We are beginning to see glimmers of hope. Countries and cities that were badly impacted have started to flatten the curve. Scientists and researchers are pushing vaccines into early trials, tests that can be done rapidly and at scale are going into production, and companies large and small are finding ways to adapt to this new way of working.

The COVID-19 pandemic is a reminder that we are all connected as inhabitants of this planet and that human nature is to persevere in the face of even the most extreme adversity.
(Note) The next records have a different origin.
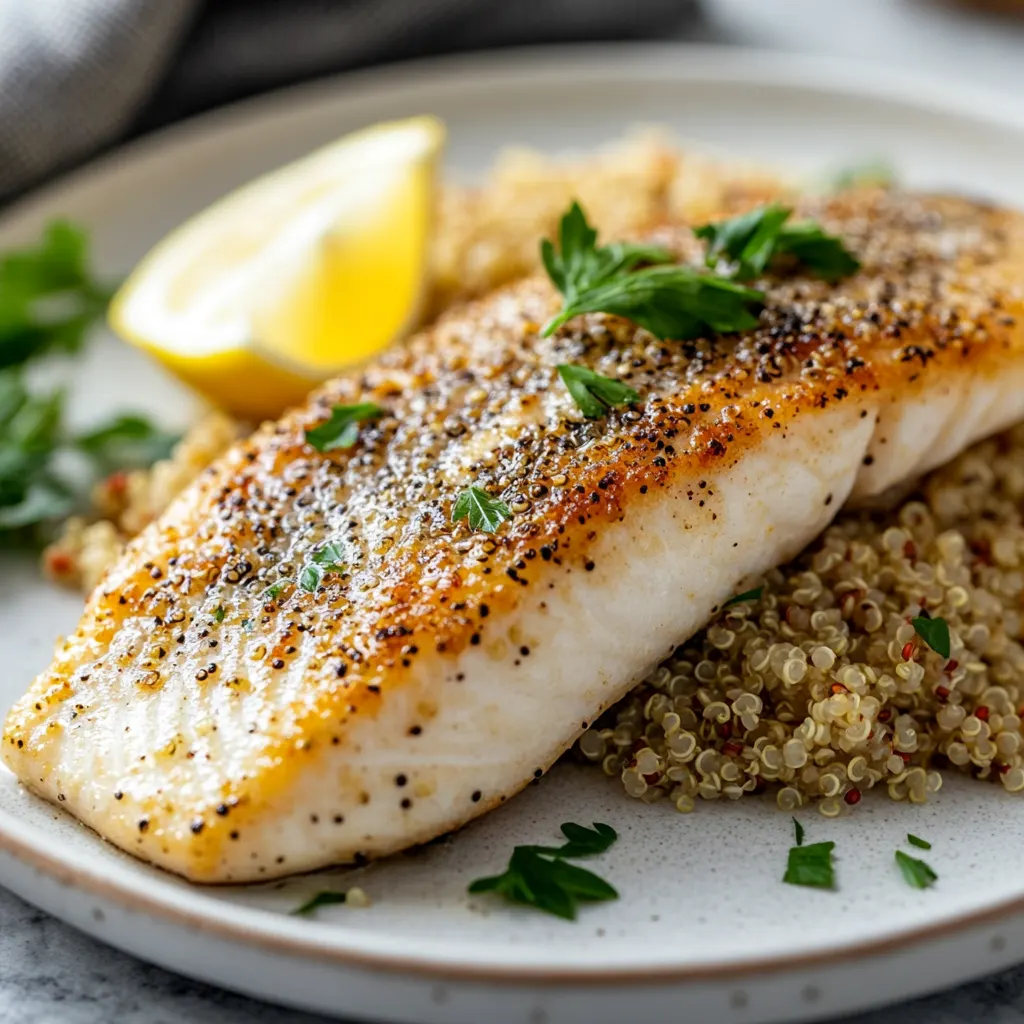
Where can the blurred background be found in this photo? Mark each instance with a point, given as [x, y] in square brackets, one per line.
[78, 76]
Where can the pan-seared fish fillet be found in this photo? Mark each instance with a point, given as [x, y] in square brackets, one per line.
[226, 734]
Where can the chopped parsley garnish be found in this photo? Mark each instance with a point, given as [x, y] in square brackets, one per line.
[127, 440]
[581, 264]
[592, 392]
[915, 872]
[49, 299]
[48, 296]
[482, 511]
[811, 865]
[326, 898]
[539, 876]
[328, 559]
[671, 301]
[935, 632]
[342, 429]
[749, 243]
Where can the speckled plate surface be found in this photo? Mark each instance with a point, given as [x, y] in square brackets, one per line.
[705, 930]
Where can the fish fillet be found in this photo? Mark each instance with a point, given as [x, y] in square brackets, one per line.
[227, 734]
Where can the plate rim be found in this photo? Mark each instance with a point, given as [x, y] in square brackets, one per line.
[681, 61]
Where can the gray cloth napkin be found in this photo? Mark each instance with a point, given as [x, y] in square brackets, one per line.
[78, 75]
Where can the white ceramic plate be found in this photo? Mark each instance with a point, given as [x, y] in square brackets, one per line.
[705, 929]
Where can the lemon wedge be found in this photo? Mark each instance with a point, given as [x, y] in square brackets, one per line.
[299, 274]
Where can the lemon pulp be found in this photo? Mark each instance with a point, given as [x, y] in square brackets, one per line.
[294, 278]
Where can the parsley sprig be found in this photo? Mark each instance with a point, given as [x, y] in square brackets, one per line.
[328, 559]
[540, 877]
[742, 247]
[482, 511]
[49, 299]
[811, 865]
[342, 429]
[669, 300]
[592, 392]
[935, 632]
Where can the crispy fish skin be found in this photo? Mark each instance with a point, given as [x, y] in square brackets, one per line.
[226, 734]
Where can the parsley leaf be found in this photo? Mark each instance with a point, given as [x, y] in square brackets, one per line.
[582, 842]
[670, 301]
[811, 865]
[592, 392]
[822, 254]
[749, 243]
[482, 511]
[326, 898]
[342, 429]
[310, 578]
[935, 632]
[48, 298]
[127, 440]
[581, 263]
[540, 877]
[916, 872]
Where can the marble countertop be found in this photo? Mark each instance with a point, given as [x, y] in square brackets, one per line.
[50, 974]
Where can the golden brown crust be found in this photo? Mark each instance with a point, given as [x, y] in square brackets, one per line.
[477, 399]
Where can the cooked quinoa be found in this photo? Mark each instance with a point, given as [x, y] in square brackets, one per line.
[124, 503]
[819, 687]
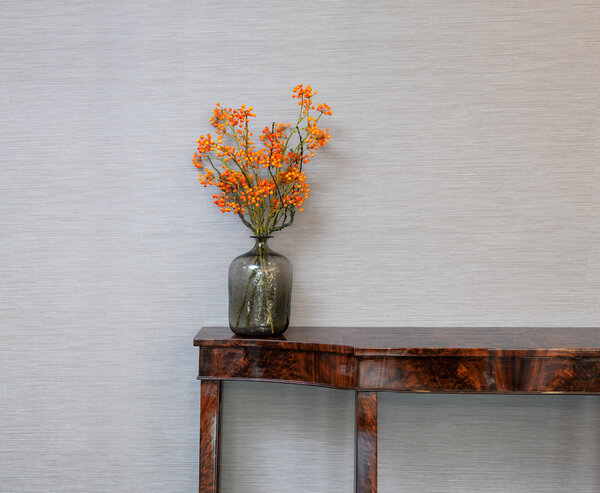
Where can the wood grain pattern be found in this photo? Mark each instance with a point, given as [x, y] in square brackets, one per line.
[366, 442]
[210, 417]
[499, 360]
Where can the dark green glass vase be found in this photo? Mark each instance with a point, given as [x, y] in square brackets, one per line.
[260, 292]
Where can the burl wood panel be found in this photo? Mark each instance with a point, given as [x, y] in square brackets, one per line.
[366, 442]
[210, 417]
[287, 365]
[496, 360]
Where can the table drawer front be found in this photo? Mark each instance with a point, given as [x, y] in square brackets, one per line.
[424, 374]
[480, 374]
[540, 374]
[258, 363]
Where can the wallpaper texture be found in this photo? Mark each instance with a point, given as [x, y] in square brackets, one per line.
[461, 187]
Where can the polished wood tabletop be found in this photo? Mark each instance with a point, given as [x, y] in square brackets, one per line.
[368, 360]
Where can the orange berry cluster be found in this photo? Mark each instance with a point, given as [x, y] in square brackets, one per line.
[264, 186]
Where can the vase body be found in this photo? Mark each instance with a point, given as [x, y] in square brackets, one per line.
[260, 292]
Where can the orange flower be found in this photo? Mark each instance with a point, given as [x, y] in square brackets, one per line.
[265, 186]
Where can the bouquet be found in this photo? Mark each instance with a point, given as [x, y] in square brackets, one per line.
[263, 186]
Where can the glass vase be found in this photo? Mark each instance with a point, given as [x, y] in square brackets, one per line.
[260, 292]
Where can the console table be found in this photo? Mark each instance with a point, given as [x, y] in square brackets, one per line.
[370, 360]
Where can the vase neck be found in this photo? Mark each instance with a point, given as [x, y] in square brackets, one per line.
[260, 242]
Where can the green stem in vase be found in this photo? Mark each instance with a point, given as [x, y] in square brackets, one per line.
[263, 266]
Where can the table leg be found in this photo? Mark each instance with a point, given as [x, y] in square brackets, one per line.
[366, 443]
[210, 417]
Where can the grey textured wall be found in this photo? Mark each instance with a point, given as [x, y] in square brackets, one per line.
[461, 187]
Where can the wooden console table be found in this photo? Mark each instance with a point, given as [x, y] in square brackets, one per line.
[370, 360]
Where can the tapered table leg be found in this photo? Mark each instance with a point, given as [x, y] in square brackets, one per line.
[366, 443]
[210, 417]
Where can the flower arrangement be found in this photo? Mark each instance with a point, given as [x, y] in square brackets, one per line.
[263, 186]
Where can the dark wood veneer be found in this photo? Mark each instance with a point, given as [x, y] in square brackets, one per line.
[368, 360]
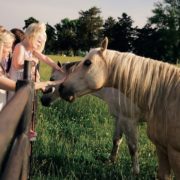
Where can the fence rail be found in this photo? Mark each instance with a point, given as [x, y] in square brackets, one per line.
[15, 122]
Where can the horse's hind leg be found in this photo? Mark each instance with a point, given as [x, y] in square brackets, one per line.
[117, 139]
[174, 159]
[130, 131]
[163, 162]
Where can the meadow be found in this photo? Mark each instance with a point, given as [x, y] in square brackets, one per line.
[75, 140]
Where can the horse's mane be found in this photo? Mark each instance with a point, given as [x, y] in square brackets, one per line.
[146, 81]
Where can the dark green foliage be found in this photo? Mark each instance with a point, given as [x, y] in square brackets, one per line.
[75, 140]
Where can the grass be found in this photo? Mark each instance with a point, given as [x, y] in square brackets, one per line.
[75, 140]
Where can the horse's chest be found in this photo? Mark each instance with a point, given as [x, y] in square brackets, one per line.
[157, 132]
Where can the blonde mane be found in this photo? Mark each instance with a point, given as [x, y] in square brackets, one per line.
[148, 82]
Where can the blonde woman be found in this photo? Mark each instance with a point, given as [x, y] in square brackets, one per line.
[6, 42]
[30, 49]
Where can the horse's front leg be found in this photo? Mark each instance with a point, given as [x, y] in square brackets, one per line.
[117, 139]
[163, 162]
[130, 131]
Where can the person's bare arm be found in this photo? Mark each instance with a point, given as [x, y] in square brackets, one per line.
[46, 60]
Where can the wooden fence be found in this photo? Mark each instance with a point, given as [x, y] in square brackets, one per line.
[15, 123]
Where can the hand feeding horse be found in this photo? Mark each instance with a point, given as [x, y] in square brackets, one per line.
[119, 108]
[153, 85]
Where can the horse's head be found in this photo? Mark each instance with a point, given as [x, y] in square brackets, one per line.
[89, 75]
[52, 94]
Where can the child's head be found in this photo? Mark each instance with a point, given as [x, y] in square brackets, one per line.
[36, 35]
[6, 42]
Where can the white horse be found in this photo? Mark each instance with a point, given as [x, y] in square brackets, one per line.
[119, 107]
[153, 85]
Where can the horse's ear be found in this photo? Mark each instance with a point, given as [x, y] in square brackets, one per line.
[59, 64]
[104, 44]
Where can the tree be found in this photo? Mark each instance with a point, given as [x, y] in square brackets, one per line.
[29, 21]
[51, 39]
[109, 28]
[166, 19]
[66, 35]
[89, 28]
[122, 34]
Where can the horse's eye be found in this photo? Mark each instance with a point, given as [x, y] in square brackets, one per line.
[52, 79]
[87, 62]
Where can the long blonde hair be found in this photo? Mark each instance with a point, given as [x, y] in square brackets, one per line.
[6, 38]
[35, 31]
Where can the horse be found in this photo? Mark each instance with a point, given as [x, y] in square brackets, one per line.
[154, 86]
[120, 110]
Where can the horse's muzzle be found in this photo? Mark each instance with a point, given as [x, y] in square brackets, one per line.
[66, 94]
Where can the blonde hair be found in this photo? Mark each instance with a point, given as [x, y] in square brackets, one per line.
[6, 38]
[35, 31]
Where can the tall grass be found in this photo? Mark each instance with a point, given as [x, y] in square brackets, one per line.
[75, 139]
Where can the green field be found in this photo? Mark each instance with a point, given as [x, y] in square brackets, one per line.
[75, 139]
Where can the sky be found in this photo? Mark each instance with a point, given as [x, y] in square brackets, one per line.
[14, 12]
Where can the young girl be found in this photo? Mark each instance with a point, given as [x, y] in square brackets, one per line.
[6, 42]
[30, 49]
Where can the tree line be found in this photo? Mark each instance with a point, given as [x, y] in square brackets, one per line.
[158, 39]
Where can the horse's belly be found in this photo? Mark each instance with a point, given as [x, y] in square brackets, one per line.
[164, 133]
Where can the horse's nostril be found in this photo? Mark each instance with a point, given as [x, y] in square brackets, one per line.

I want to thank our employees who have demonstrated tremendous initiative, collaborated, and worked tirelessly to support and serve our customers and community through this difficult time.

I know that the road ahead will continue to be hard for many, but I feel confident that humanity will recover. We will use technology to break down barriers, come closer together, and find better days ahead. I’m optimistic because I’ve seen every day that we are stronger as a global community than we are as individuals, and that we all have the capacity to adapt and move forward. I believe this moment will ultimately teach us that we are resilient, together.

We appreciate hearing your thoughts and feedback in the comments below.

Update 5/12: A mention of Academia was changed to Meta Academia, where the surge in traffic occurred, and a Y-axis was added to daily signup chart for further clarity.